Are you referring to Lightroom's masking capability? Indeed, even in Photoshop it is possible to select a color and perform a masked adjustment. Lightroom's selection/masking tools are pretty good and for basic tasks it is fine, but the masking workflow is (IMHO) fundamentally limited. DaVinci's nodes can be stacked on top of each other and the per-hue adjustments are live. Also... I gotta say that the visualization the DV's tools offer is far superior. At a glance I can see the range of hue that have been selected as well as the degree of change they are being subject to.
FYI, In DV it is possible to edit hue to hue, hue to saturation, hue to luminesce, luminesce to saturation, saturation to saturation and saturation to luminesce. There is also the amazing chroma warp, using which near arbitrary color adjustments can be made. Nothing out there comes even close to that capability. No wonder most Hollywood movies are color graded in DV.
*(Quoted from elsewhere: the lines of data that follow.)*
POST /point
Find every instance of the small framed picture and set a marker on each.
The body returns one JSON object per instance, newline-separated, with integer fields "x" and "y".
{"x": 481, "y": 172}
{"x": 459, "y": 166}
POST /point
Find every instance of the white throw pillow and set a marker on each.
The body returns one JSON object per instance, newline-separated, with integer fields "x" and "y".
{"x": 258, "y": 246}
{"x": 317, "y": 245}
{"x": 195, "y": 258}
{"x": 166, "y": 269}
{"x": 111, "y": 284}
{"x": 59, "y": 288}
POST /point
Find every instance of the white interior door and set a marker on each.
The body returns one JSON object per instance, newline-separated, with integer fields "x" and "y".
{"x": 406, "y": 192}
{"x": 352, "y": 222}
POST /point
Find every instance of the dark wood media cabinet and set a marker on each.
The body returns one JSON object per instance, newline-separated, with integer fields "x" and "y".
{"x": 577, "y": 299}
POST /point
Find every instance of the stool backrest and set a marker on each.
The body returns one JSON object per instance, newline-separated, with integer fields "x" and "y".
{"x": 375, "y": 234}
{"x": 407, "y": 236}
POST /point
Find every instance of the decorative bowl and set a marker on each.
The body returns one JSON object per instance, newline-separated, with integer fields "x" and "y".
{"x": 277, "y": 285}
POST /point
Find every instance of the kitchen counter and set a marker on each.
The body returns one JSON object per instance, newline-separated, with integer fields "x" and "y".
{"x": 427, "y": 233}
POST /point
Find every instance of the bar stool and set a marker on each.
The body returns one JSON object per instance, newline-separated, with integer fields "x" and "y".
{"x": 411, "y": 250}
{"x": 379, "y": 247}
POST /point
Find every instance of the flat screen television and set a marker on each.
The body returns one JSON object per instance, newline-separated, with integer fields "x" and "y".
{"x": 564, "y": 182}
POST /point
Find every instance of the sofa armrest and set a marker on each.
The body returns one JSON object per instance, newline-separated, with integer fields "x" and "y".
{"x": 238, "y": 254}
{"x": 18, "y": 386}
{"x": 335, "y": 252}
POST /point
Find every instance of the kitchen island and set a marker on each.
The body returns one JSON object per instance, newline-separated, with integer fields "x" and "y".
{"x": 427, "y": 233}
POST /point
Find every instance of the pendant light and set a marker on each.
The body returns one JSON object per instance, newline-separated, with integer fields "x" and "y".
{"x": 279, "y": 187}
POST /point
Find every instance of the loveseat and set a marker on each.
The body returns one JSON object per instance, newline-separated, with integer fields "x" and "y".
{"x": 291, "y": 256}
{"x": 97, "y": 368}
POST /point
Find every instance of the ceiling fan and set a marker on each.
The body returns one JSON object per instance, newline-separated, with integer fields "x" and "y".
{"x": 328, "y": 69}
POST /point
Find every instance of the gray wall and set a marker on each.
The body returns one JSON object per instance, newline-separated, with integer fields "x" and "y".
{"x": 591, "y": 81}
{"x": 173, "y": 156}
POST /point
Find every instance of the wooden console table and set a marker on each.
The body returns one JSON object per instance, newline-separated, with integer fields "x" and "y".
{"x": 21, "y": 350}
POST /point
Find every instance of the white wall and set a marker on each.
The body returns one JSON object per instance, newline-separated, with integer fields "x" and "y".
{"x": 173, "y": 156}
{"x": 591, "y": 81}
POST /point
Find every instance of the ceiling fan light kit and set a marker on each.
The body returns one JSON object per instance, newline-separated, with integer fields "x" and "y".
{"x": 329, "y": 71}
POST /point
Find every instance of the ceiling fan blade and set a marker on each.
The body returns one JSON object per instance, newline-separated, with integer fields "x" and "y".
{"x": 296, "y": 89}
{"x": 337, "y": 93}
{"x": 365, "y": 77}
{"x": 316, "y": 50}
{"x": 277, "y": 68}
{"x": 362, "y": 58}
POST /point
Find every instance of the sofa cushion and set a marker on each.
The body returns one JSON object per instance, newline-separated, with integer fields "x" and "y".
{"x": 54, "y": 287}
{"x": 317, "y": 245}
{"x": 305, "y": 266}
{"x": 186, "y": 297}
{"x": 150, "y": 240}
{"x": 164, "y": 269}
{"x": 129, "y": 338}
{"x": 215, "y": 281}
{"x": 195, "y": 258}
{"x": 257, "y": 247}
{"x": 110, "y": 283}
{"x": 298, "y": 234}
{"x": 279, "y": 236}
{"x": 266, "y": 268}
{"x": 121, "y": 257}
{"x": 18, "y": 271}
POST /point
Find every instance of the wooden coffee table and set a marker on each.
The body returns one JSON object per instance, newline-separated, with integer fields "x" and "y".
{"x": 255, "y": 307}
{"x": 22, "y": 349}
Stacked you mean each node works on the input from another nodes output? So I could add a node to make green blue and another node to make blue green again? Because Lightroom mask only work on the base adjustment. Sounds good if I got this right. I wanted to play around with it anyways.
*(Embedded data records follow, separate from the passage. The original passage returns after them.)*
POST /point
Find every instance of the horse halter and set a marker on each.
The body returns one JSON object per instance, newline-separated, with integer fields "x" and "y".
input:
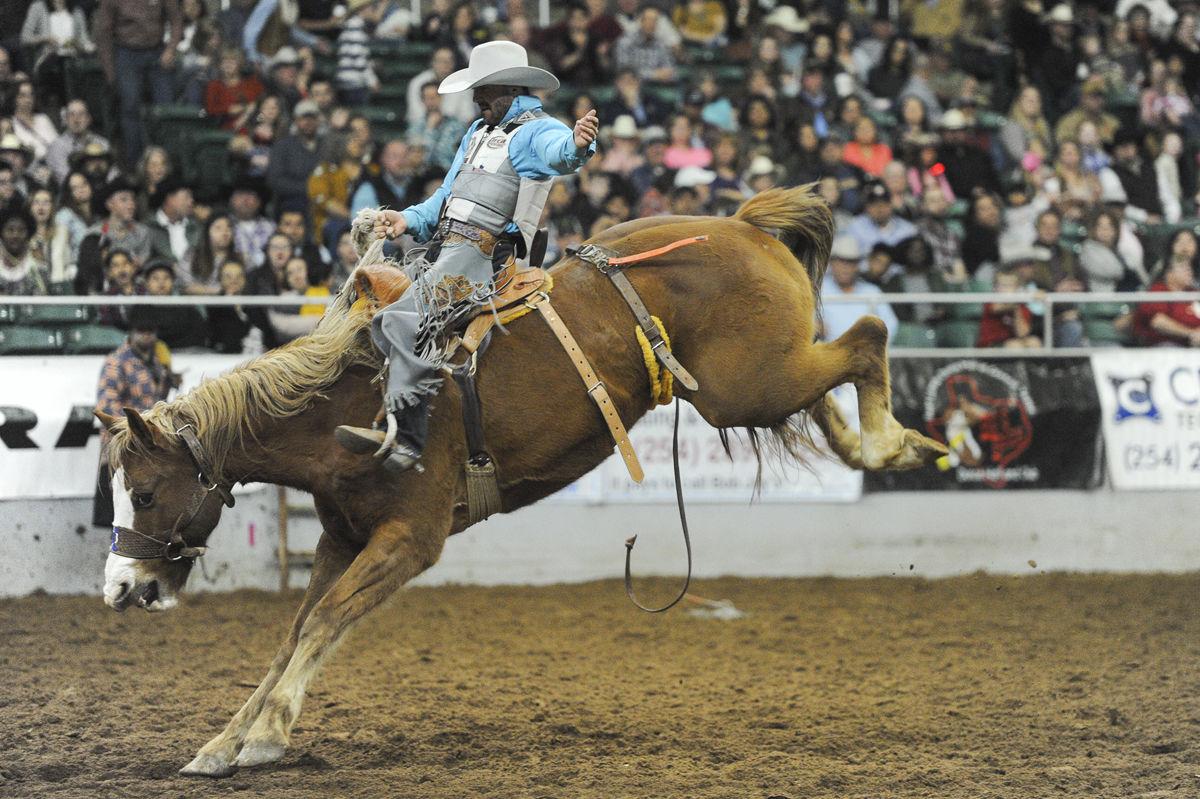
{"x": 133, "y": 544}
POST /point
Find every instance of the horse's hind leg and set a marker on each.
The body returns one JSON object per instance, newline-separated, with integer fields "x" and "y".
{"x": 396, "y": 553}
{"x": 886, "y": 443}
{"x": 331, "y": 559}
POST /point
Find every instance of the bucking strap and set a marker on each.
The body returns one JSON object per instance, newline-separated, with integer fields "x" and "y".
{"x": 595, "y": 388}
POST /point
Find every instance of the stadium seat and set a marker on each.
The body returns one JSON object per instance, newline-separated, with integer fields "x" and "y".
{"x": 85, "y": 340}
{"x": 52, "y": 314}
{"x": 958, "y": 334}
{"x": 19, "y": 340}
{"x": 1102, "y": 332}
{"x": 913, "y": 335}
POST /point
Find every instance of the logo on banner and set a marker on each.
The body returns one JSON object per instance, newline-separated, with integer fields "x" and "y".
{"x": 1134, "y": 398}
{"x": 984, "y": 415}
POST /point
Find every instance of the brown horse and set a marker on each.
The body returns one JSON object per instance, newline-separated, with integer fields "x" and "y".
{"x": 739, "y": 310}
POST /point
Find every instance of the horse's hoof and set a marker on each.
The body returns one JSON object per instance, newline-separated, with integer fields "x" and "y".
{"x": 208, "y": 766}
{"x": 259, "y": 752}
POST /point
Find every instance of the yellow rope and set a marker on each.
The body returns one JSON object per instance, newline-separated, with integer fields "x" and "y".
{"x": 661, "y": 380}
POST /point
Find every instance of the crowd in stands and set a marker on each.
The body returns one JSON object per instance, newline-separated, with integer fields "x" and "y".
{"x": 1000, "y": 145}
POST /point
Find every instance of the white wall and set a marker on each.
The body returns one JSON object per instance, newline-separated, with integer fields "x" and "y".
{"x": 937, "y": 534}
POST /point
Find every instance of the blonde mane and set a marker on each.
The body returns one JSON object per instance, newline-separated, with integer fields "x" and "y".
{"x": 277, "y": 384}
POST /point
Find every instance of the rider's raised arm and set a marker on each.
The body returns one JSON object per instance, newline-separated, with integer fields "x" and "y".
{"x": 423, "y": 217}
{"x": 545, "y": 148}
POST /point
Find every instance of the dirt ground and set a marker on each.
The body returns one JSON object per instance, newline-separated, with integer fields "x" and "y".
{"x": 979, "y": 686}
Yes, it would work like that. Moreover, the adjustments concatenate. In other word if a node darkens an image to the point of blackness, the following node can restore the original brightness.
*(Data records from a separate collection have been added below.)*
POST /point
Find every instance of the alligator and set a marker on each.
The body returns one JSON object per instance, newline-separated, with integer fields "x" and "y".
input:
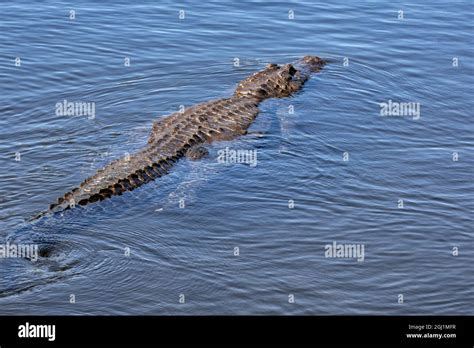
{"x": 185, "y": 133}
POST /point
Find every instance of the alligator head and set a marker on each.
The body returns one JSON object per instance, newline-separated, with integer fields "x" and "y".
{"x": 278, "y": 81}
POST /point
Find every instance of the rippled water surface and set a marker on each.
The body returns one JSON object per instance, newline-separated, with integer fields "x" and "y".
{"x": 426, "y": 164}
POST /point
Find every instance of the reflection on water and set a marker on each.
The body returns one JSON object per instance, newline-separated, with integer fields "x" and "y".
{"x": 235, "y": 238}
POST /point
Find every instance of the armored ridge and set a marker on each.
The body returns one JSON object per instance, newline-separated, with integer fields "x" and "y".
{"x": 184, "y": 134}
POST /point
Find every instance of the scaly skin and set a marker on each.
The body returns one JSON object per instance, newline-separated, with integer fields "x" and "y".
{"x": 179, "y": 134}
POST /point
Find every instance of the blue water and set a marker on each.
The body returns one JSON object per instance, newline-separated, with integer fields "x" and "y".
{"x": 374, "y": 57}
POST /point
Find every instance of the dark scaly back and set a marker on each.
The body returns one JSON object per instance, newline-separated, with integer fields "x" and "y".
{"x": 172, "y": 136}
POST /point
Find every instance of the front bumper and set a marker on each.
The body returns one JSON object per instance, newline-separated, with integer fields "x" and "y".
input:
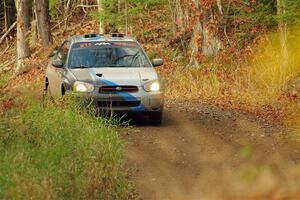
{"x": 140, "y": 101}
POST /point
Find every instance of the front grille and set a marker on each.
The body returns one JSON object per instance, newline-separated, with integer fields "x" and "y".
{"x": 118, "y": 103}
{"x": 121, "y": 88}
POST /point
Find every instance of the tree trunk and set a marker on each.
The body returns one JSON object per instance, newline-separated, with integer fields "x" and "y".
{"x": 100, "y": 9}
{"x": 282, "y": 27}
{"x": 43, "y": 21}
{"x": 22, "y": 29}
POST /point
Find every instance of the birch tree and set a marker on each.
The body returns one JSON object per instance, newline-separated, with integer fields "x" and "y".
{"x": 43, "y": 21}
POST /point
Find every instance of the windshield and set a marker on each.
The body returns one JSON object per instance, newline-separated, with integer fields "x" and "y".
{"x": 107, "y": 54}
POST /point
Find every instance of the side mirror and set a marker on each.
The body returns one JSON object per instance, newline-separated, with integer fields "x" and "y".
{"x": 157, "y": 62}
{"x": 57, "y": 63}
{"x": 53, "y": 53}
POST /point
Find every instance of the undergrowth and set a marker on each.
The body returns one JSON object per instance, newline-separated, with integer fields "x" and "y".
{"x": 262, "y": 83}
{"x": 60, "y": 151}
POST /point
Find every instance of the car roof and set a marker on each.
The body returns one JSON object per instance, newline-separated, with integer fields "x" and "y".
{"x": 101, "y": 38}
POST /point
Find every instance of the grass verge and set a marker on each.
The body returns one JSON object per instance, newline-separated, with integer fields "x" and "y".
{"x": 60, "y": 152}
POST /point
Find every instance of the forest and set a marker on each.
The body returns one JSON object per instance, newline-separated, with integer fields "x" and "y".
{"x": 236, "y": 58}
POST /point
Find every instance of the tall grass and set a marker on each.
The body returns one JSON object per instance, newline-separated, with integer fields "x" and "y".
{"x": 61, "y": 152}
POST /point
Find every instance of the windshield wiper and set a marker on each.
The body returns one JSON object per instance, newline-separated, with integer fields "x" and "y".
{"x": 81, "y": 67}
{"x": 117, "y": 66}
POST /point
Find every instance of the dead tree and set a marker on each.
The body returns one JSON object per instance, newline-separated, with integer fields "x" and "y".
{"x": 22, "y": 29}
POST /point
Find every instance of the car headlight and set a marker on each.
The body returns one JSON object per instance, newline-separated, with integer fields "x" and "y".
{"x": 152, "y": 86}
{"x": 83, "y": 87}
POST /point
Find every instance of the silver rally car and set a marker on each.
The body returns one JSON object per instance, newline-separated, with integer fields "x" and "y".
{"x": 113, "y": 70}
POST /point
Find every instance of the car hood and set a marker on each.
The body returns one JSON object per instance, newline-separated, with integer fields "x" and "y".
{"x": 115, "y": 76}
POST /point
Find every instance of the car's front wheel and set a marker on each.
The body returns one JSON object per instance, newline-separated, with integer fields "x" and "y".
{"x": 156, "y": 118}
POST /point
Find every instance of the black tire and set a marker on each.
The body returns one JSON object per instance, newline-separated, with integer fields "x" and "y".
{"x": 156, "y": 118}
{"x": 47, "y": 94}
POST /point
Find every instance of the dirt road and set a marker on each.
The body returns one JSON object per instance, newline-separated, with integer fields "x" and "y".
{"x": 202, "y": 152}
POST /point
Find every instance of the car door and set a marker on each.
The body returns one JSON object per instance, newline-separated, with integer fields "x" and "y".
{"x": 55, "y": 73}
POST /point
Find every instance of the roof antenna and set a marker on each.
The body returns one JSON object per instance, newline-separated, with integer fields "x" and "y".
{"x": 126, "y": 17}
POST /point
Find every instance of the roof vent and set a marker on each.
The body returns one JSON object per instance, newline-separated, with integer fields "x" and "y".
{"x": 92, "y": 35}
{"x": 117, "y": 35}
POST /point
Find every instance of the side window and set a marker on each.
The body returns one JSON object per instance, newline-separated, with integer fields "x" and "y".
{"x": 62, "y": 53}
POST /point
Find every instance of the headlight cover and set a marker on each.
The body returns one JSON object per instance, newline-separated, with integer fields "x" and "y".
{"x": 83, "y": 87}
{"x": 152, "y": 86}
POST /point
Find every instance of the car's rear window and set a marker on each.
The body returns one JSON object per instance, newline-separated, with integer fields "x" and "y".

That being said, the new photo editing functionality of DaVinci is not the smoothest. The DaVinci app is a bit of a Frankenstein. The editor is a development laid on top of the original DaVinci color app. The audio page (Fairlight) and the VFX module (Fusion) were purchases which were acquired and 'glued on'. Moving from one to the other can be clunky - though not as bad an experience as Adobe's dynamic links.